IV. How should potential future area codes be treated in area code 705?

17.

The Commission notes the RPC's recommendation that CO codes 468, 537, 548, 584, 683, 825, 851, 871, and 873, which correspond to future Canadian geographic area codes, be made available for assignment in area code 705 starting from the date of this decision, and in the new relief area code when CO code assignments become available. The Commission considers that these CO codes should only be used as a last resort and that they will be the last CO codes assigned in area code 705. The Commission therefore determines that the CNA is to protect these CO codes and make them available for assignment only if area code 705 exhausts before the relief date.
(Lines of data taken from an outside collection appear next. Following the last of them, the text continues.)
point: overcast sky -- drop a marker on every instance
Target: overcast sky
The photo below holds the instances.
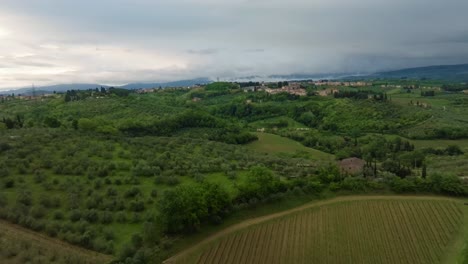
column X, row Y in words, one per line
column 121, row 41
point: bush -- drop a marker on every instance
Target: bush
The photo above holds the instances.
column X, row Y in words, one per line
column 9, row 183
column 25, row 198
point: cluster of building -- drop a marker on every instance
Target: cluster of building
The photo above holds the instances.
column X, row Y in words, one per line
column 335, row 83
column 287, row 89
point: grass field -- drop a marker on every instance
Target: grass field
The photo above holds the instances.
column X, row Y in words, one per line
column 271, row 143
column 19, row 245
column 344, row 230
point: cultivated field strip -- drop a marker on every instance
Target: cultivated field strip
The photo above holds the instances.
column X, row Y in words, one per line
column 357, row 231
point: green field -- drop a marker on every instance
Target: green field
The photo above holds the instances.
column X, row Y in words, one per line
column 362, row 229
column 19, row 245
column 271, row 143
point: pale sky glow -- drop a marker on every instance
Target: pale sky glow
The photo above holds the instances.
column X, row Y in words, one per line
column 120, row 41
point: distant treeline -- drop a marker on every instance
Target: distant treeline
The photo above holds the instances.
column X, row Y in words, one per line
column 76, row 95
column 361, row 95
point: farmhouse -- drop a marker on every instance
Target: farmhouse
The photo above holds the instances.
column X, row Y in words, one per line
column 351, row 165
column 328, row 92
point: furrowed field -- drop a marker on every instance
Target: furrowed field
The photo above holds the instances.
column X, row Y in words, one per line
column 367, row 230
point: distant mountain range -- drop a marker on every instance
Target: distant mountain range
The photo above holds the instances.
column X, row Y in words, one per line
column 455, row 73
column 85, row 86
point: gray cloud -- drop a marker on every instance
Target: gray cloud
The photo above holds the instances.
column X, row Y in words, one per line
column 118, row 41
column 203, row 51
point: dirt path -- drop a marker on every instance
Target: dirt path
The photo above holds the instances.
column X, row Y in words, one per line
column 46, row 241
column 261, row 219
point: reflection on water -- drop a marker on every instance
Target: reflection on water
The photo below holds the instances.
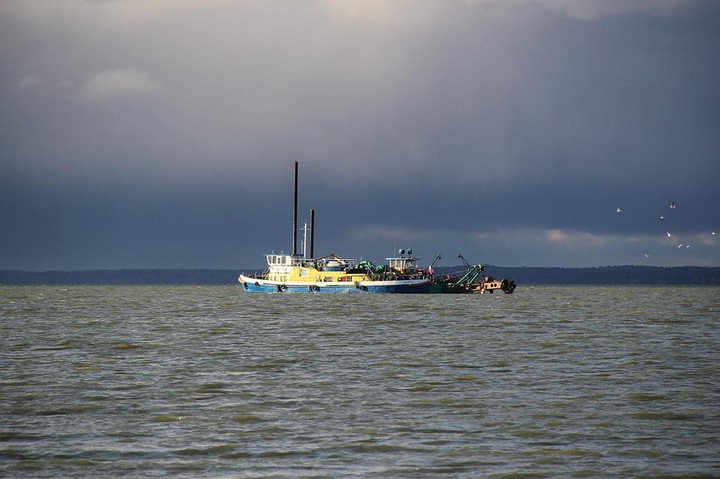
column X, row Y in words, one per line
column 211, row 382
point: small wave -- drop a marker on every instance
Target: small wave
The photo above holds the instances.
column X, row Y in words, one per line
column 663, row 416
column 168, row 418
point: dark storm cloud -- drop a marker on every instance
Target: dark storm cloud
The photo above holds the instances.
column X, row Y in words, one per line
column 163, row 134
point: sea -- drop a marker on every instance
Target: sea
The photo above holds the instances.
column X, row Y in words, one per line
column 212, row 382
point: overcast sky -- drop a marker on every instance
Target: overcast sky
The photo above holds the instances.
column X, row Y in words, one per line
column 162, row 134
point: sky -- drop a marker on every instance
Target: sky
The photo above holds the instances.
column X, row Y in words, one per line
column 163, row 134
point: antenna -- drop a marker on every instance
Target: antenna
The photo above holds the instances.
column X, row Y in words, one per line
column 295, row 215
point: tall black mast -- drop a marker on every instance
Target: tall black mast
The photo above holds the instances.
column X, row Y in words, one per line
column 312, row 233
column 295, row 215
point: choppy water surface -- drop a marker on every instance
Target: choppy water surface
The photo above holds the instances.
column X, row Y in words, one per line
column 211, row 382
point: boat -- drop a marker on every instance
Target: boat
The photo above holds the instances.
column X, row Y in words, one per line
column 302, row 273
column 472, row 280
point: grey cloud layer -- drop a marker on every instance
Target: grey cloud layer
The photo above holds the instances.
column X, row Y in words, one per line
column 434, row 120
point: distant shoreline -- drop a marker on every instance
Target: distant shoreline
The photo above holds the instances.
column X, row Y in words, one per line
column 603, row 275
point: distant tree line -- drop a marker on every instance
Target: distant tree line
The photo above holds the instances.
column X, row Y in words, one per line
column 606, row 275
The Commission further determines that these CO codes should remain unassignable in the new area code.

18.

The Commission considers however that in an extreme jeopardy condition, CO codes 226, 289, 343, 519, 613, 807, 819, and 905, which correspond to current neighbouring area codes, may be made assignable as CO codes in certain portions of area code 705 after consultation with the Commission.
 

V. Should the Commission approve the RPC's jeopardy contingency plan?

19.

The Commission notes that the RPC included a jeopardy contingency plan as set out in the planning document. The Commission has reviewed this plan and considers it to be appropriate for its purpose.

20.

The Commission therefore approves the jeopardy contingency plan.
 

VI. Should the Commission approve the RIP?

21.

The Commission notes that the RIP includes a detailed schedule, a network implementation plan, and a consumer awareness plan. The Commission further notes that the recommendations and milestones included in the RIP are in accordance with the planning document and the Commission's determinations in this decision.

22.

The Commission therefore approves the RIP.
  Secretary General
 

Related documents

 
  • Establishment of a CISC ad hoc committee for area code relief planning for area code 705 in northern Ontario, Telecom Notice of Consultation CRTC 2009-179, 6 April 2009
 
  • Relief implementation plans for area codes 450, 514, 519, 613 and 819, Telecom Decision CRTC 2006-26, 11 May 2006
  This document is available in alternative format upon request, and may also be examined in PDF format or in HTML at the following Internet site: http://www.crtc.gc.ca
  Footnote:

1    According to the Canadian NPA Relief Planning Guidelines, a jeopardy condition is declared when the forecast and/or actual demand for central office (CO) codes exceeds the available supply of CO codes before relief is implemented or the implementation time frame is shorter than 36 months and no relief plan is yet in place.